While the others drank ginger beer and talked eagerly about a country weekend organized for us by Hiram House, I cobbled together a plan. I wouldn’t go to the country if Henryk and Miriam were going; I’d visit my mother in Chicago before the troupe swerved west. I’d get a job in a shop, for my English was good enough now. Then I’d wait until after the wedding, when Miss Miller would have forgotten my speech, and ask her for a scholarship. Annoyed as I was with Miriam’s constant little lessons, she was right in this: it never hurts to ask. If Miss Miller couldn’t help me, she might know someone who could.

Mario had written that it would be “useful” if I visited Mamma soon. He hadn’t said why. So I was anxious all the way to Chicago. When she didn’t meet me at Union Station, I made my way to the Haymarket Theater and then backstage through a gauntlet of eyes and murmurs: “There’s the Nightingale’s daughter.” Yolanda had given me a fine straw hat with silk flowers, the rim skillfully shaped for my face. With a trim striped shirtwaist bought for the trip, I could hold up my head against any voices.

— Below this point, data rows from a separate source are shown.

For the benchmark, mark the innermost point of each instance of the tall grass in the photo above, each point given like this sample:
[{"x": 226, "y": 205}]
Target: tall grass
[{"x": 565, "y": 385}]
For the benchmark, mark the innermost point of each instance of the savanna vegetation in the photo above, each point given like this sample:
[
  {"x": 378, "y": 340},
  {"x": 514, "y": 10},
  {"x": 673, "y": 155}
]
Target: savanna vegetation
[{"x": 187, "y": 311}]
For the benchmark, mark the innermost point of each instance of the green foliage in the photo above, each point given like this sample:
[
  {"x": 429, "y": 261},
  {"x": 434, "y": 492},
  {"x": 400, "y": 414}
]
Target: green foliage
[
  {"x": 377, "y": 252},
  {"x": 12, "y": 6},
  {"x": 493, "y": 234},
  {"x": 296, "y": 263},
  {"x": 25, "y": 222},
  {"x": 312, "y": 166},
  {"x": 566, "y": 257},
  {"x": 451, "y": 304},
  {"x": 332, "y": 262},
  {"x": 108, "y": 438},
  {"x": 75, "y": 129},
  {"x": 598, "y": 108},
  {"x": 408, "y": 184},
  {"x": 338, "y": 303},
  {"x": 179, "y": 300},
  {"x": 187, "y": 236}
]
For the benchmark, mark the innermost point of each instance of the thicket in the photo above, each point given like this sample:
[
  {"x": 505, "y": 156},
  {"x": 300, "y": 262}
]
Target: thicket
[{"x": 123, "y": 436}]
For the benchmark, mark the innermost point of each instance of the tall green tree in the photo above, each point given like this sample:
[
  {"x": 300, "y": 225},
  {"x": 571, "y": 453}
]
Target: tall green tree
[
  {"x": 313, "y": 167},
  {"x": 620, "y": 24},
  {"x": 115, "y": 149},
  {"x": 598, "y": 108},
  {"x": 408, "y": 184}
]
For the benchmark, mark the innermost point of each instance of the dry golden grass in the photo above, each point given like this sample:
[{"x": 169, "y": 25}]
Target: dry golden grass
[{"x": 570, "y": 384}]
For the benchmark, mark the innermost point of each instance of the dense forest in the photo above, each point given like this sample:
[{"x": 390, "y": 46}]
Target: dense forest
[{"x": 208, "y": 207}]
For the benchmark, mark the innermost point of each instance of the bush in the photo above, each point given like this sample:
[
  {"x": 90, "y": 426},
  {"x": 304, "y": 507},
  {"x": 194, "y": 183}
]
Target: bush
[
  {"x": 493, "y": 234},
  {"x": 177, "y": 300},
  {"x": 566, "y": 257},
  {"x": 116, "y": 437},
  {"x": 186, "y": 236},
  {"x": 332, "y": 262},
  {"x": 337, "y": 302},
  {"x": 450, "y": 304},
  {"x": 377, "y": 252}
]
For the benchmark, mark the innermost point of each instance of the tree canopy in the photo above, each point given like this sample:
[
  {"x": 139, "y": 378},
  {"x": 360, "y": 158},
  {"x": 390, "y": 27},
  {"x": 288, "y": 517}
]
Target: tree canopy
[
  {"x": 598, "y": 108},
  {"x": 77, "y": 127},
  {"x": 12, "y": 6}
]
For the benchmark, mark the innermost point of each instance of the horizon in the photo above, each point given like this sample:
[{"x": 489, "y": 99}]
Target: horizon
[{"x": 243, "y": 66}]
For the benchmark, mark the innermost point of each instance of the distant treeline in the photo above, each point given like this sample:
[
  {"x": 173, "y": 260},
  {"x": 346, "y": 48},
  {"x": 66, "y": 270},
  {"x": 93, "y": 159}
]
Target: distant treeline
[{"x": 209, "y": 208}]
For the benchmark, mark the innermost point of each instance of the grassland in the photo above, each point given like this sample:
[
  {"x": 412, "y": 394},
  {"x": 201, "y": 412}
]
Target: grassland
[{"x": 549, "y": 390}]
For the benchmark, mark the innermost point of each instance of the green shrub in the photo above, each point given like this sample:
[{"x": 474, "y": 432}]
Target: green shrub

I looked for Harold, who’d taken me to the station on my last visit, and found him in a warren of ropes, set pieces, and performers in costume. He was dressed in a white shirt with a crisp celluloid collar, carrying a notebook, a pen tucked behind his ear. “I’m the backstage manager,” he announced proudly, “coming up in the world.”

“That’s wonderful, Harold. I’d like to see my mother.”

His face clouded. “She’s locked herself in her dressing room since last night. Claimed some Eye-talian gent was bothering her. But it wasn’t no gent, just an old drunk at the stage door. Your ma was going on about his eyebrows.” Blood pounded in my head as I watched Harold force her lock with a skeleton key and usher me in. “Good luck,” he whispered.

The dressing room was meticulously ordered, I saw with relief. At least this much was unchanged. “Lucia, you’re here,” my mother said wearily. “I’m so glad. Nobody talks to me now.”
Because you locked them out.
“I couldn’t meet you at the station. The maestro’s waiting outside the theater.”

“Mamma!”

Her arms wove like vines around me. “I’m so thirsty,” she said in a tiny voice. “
So
thirsty and cold.”

“Wait here.” I darted out to ask Harold for some hot tea.

“She’s mostly drinking wine these days.”

“Tea, if you would, please.”

“She’s on in an hour. She knows that?”

“I’m sure she does. She’ll be ready.” When I returned, Mamma was listlessly putting on her costume. “Can you sing? Are you well enough?”

“Of course,” she said sharply. “I’m just tired of people asking how I am. Tired of being whispered about and worrying about
him
. Why can’t he stay at the opera houses? This is vaudeville. He should leave me alone.” She tugged at the corset straps. “And my act is
still
before intermission. Fasten my dress behind. I don’t want to ask the girls.” My fingers struggled with the tiny buttons. Her once-glorious emerald dress showed constant wear: small rips in the seams, a ruffle unstitched, a dirty hem, and several buttons replaced with pins.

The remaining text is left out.